About 1 to 2 percent of people with a stented artery develop a blood clot at the stent site. Blood clots can cause heart attacks, strokes, or other serious problems. The risk of blood clots is greatest during the first few months after the stent is placed in the artery. Your doctor will probably have you take blood-thinning or anticlotting medicines for at least a few months after having a stent procedure to prevent blood clots. Stents coated with medicine (drug-releasing stents), which are often used to keep clogged heart arteries open, may increase your risk for potentially dangerous blood clots. But an expert Food and Drug Administration panel found no conclusive evidence that these stents increase the chances of having a heart attack or dying, if used as recommended. Patients with drug-releasing stents are usually advised to take aspirin and an anticlotting drug, such as clopidogrel, for months to years to lower the risk of blood clots. Risks Related to Aortic Stents in the Abdomen Whenever an aneurysm in the abdomen region of the aorta is repaired with either surgery or with a fabric stent, few rare but serious complications can occur, including:

A burst artery (aneurysm rupture). Blocked blood flow to the stomach or lower body. Paralysis in the legs due to interruption of blood flow to the spinal cord. This is an especially rare complication.

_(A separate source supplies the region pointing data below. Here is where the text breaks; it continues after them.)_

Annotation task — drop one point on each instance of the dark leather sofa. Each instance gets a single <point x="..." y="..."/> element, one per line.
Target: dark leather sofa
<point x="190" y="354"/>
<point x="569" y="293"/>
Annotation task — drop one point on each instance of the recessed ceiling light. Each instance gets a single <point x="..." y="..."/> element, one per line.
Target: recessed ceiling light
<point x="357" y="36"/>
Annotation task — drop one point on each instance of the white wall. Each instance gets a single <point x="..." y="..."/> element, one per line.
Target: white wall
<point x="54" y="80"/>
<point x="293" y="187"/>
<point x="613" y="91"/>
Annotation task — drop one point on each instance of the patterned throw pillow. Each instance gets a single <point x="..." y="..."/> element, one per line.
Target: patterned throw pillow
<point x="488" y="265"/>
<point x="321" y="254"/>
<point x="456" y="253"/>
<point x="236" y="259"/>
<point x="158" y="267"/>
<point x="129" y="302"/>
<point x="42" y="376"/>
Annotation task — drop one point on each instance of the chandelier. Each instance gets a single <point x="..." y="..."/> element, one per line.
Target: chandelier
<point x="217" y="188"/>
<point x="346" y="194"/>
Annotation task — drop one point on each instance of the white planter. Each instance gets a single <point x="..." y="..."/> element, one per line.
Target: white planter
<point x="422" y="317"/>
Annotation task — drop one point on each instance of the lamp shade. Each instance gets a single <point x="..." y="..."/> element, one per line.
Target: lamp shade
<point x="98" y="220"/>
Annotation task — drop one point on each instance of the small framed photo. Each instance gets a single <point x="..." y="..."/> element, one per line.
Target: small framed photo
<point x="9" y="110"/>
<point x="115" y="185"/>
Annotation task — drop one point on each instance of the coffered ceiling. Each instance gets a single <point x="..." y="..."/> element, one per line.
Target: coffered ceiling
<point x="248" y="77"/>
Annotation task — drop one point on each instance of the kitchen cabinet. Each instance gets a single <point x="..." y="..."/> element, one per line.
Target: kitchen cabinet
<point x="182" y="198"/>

Another possible complication is the fabric stent moving further down the aorta. This sometimes happens years after the stent is first placed. Such stent movement may require a doctor to place another fabric stent in the area of the aneurysm. Key Points

A stent is a small mesh tube thats used to treat narrowed or weakened arteries in the body. A stent is usually placed in an artery after it has been widened with a procedure called angioplasty. Angioplasty and stents are often used to relieve chest pain and minimize damage to the heart due to narrowed or blocked heart arteries. They also are used in other arteries in the body to prevent loss of blood flow to the limbs, and to prevent weakened arteries from bursting. Stents are usually made of metal mesh, but sometimes theyre made of fabric. Fabric stents, also called stent grafts, are used in larger arteries. Stents can be placed in the carotid arteries or the aorta, and in leg, arm, or kidney arteries to prevent stroke or loss of a limb, or to relieve high blood pressure. Stents are used to repair aortic arteries that have bulges called aneurysms. To place a stent, your doctor makes a small opening in a blood vessel in your groin (upper thigh), arm, or neck. Through this opening, a flexible, plastic tube (catheter) with a collapsed balloon and stent on the end is threaded up to the area of the artery

that needs treatment. The balloon is then expanded, which widens the narrowed artery and pushes the stent into place.

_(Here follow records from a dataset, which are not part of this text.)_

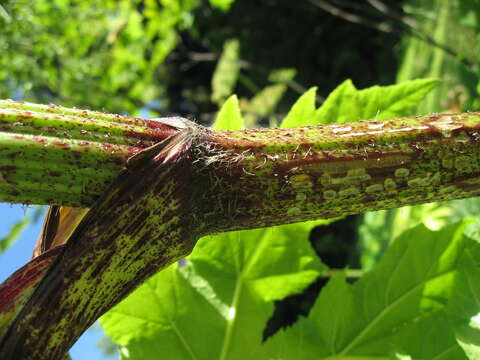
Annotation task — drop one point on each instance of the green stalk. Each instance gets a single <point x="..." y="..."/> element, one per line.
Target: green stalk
<point x="197" y="182"/>
<point x="54" y="155"/>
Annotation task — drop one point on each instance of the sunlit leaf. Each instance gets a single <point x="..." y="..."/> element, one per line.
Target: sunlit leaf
<point x="216" y="303"/>
<point x="415" y="276"/>
<point x="229" y="117"/>
<point x="226" y="72"/>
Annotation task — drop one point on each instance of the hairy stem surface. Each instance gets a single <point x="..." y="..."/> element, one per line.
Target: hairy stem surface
<point x="194" y="181"/>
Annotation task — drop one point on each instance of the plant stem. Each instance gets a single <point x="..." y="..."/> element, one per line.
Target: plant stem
<point x="196" y="182"/>
<point x="276" y="176"/>
<point x="54" y="155"/>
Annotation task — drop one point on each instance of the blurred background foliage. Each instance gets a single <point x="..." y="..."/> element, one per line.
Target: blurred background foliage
<point x="164" y="57"/>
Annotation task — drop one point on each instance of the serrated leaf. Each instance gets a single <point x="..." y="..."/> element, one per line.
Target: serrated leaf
<point x="263" y="103"/>
<point x="217" y="302"/>
<point x="302" y="112"/>
<point x="360" y="320"/>
<point x="229" y="117"/>
<point x="226" y="73"/>
<point x="282" y="75"/>
<point x="347" y="104"/>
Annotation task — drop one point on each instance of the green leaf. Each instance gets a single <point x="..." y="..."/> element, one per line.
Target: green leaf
<point x="379" y="228"/>
<point x="464" y="307"/>
<point x="229" y="117"/>
<point x="429" y="337"/>
<point x="302" y="112"/>
<point x="18" y="227"/>
<point x="347" y="104"/>
<point x="415" y="276"/>
<point x="263" y="103"/>
<point x="282" y="75"/>
<point x="226" y="72"/>
<point x="216" y="303"/>
<point x="223" y="5"/>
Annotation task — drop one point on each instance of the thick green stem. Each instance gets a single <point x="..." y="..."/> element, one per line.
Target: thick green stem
<point x="275" y="176"/>
<point x="54" y="155"/>
<point x="196" y="182"/>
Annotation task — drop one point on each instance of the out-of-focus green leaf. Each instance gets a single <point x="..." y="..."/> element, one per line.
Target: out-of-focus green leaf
<point x="282" y="75"/>
<point x="262" y="104"/>
<point x="414" y="277"/>
<point x="455" y="26"/>
<point x="380" y="228"/>
<point x="430" y="337"/>
<point x="229" y="117"/>
<point x="347" y="104"/>
<point x="302" y="112"/>
<point x="65" y="51"/>
<point x="13" y="233"/>
<point x="223" y="5"/>
<point x="17" y="228"/>
<point x="215" y="304"/>
<point x="226" y="73"/>
<point x="464" y="307"/>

The placement of a stent only takes a few hours. You may have to stay in the hospital for up to 3 days, depending on which artery was treated. You may feel some pain when the balloon is expanded to push a stent into place. To prevent blood clots, you will probably take blood-thinning medicines for at least a few months after having a stent placed. Vigorous exercise and heavy lifting should be avoided for a short time after a stent procedure. Your doctor will discuss with you when you can resume normal activities. Developing a blood clot at the stent site is the main risk of having a stent. Blood clots can cause heart attack, stroke, and other serious problems. This risk is greatest during the first few months after the stent is placed in the artery. Taking bloodthinning or anticlotting medicines can decrease the risk for a blood clot. There also are risks related to angioplasty and to the placement of the stent. Patients with drug-releasing stents are usually advised to take aspirin and an anticlotting drug, such as clopidogrel, for months to years to lower the risk of blood clots.